Sinn Fein’s leader in the north, Michelle O’Neill, says the victory ‘ushers in a new era’ for Northern Ireland. It will enhance their gathering political momentum south of the border, too. But does it bring Sinn Fein’s vision of a united Ireland any closer? Certainly, the debate around a united Ireland has increased since Brexit but its realisation is not remotely near at hand.

Sinn Fein strategy lies in wielding political power in both the northern and southern governments, not an unlikely scenario, to put pressure on Britain to call a border poll. They are quick to point out that under the terms of the GFA, Britain is entitled to call a border poll providing there is a likelihood of a majority in favour of a united Ireland. Their leader Mary Lou McDonald is looking at a 5 to 10 year timeframe.

However, it is not down to Sinn Fein, it is a decision that only the British Secretary of State can make, and this is based on what the British government thinks is likely to happen in a referendum. There is no mechanism compelling the government to act. The Irish people have no say in this!

Unsurprisingly, Johnson has already ruled it out ‘for a very, very long time to come’ and Labour’s Keir Starmer is no better as he believes a referendum is not in sight and even if there were one, he would campaign against a united Ireland. So, Sinn Fein are guilty of creating the illusion that the border poll is close at hand and if held would gain a majority, not inevitable if opinion polls are anything to go by.

Another illusion exists that somehow Britain as a neutral disinterested player would facilitate unity and in good faith implement all the provisions of the GFA. But British presence is the main problem. Not for nothing have successive British governments invested in a 30 year war against those who would have abolished the border. Whilst Britain could in principle warm to a united capitalist Ireland it would be on British terms, but remains most unlikely in the near future.
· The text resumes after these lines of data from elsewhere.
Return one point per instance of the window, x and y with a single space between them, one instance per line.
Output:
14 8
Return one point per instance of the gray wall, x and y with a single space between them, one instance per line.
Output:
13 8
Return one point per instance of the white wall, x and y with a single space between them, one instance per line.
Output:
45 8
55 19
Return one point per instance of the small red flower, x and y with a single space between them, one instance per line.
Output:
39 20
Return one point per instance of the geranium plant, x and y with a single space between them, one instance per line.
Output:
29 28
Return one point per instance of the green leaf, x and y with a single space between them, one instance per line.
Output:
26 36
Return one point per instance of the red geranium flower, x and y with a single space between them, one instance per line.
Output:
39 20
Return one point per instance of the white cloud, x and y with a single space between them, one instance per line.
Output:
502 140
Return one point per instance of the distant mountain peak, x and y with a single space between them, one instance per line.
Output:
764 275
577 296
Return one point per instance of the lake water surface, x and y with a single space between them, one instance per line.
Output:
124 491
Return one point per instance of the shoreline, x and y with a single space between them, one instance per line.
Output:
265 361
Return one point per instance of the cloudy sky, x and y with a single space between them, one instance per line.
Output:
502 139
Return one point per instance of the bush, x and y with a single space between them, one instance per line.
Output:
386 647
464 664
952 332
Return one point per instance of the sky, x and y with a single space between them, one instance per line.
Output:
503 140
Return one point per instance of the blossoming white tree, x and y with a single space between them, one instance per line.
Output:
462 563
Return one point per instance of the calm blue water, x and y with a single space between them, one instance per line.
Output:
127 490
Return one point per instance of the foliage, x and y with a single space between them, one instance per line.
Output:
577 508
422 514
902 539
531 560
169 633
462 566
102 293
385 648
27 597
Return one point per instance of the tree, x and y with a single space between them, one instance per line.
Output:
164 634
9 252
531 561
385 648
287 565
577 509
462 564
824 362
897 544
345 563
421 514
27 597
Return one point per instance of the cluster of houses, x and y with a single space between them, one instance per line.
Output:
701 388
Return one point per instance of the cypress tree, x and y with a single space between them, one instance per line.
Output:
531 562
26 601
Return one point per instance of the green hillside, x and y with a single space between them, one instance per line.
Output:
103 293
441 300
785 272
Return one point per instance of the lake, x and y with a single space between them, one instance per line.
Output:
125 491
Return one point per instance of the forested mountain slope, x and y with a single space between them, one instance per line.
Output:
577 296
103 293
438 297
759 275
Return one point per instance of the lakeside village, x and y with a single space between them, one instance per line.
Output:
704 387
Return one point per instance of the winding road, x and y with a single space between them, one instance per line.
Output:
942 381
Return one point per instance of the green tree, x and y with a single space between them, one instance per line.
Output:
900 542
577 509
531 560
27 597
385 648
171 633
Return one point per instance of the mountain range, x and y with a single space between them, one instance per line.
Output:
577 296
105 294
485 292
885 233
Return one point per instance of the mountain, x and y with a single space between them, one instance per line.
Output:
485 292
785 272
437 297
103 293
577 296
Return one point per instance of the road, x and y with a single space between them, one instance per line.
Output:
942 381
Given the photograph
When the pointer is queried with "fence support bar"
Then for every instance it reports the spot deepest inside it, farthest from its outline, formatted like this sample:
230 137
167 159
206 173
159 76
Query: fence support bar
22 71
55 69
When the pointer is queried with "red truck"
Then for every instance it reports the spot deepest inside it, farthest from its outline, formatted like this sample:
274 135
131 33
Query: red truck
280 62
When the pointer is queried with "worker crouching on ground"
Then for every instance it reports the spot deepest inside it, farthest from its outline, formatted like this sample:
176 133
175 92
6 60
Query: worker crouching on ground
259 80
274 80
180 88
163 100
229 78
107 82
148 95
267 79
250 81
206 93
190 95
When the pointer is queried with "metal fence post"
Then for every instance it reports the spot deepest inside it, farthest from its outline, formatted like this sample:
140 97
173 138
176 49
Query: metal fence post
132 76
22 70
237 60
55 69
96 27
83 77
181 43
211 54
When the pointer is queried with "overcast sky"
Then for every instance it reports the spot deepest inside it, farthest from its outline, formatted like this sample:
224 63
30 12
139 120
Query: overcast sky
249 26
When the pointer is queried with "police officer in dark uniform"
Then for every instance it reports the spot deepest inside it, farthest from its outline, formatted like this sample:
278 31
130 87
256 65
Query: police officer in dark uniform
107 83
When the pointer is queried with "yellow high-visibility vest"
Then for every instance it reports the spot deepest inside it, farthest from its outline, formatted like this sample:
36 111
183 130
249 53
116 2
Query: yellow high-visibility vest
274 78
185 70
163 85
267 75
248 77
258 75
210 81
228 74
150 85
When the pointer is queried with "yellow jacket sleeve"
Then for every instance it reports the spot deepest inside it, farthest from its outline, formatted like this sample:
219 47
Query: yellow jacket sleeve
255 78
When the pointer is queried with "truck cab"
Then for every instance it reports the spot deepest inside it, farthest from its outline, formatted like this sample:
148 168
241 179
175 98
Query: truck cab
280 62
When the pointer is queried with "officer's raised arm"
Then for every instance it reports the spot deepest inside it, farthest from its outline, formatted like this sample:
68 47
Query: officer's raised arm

There can be no reliance on the GFA, which is unravelling now anyway, or the demand for a border poll to unite Ireland. The fact that one northern poll followed by a southern poll would have to take place is a travesty of what should happen. The consistent democratic position is for an all-Ireland election to an all-Ireland Assembly in which the Irish people as a whole determine their future of the North.

Socialists should be arguing for self-determination as part of a strategy to build a Workers’ Republic. Partition has divided the working class for too long in Ireland. As the levels of destitution and deprivation shoot up in the current climate, it is essential that a militant labour movement is built to defend the working class throughout Ireland. A mass movement on the streets and taking direct action is the way to progress working class interests and to wrest control from the imperialist state north of the border no less than the capitalist state in the south.

Capitalism is determined to offload the cost of its many crises onto the working class. Workers must respond by industrial action and building democratic workers’ councils which can defend themselves and which can ultimately break up capitalism. A revolutionary party needs to be built in Ireland which can fight for that strategy – a strategy based on Permanent Revolution in which the working class resolves the age-old national question through the fight for a Workers’ Republic.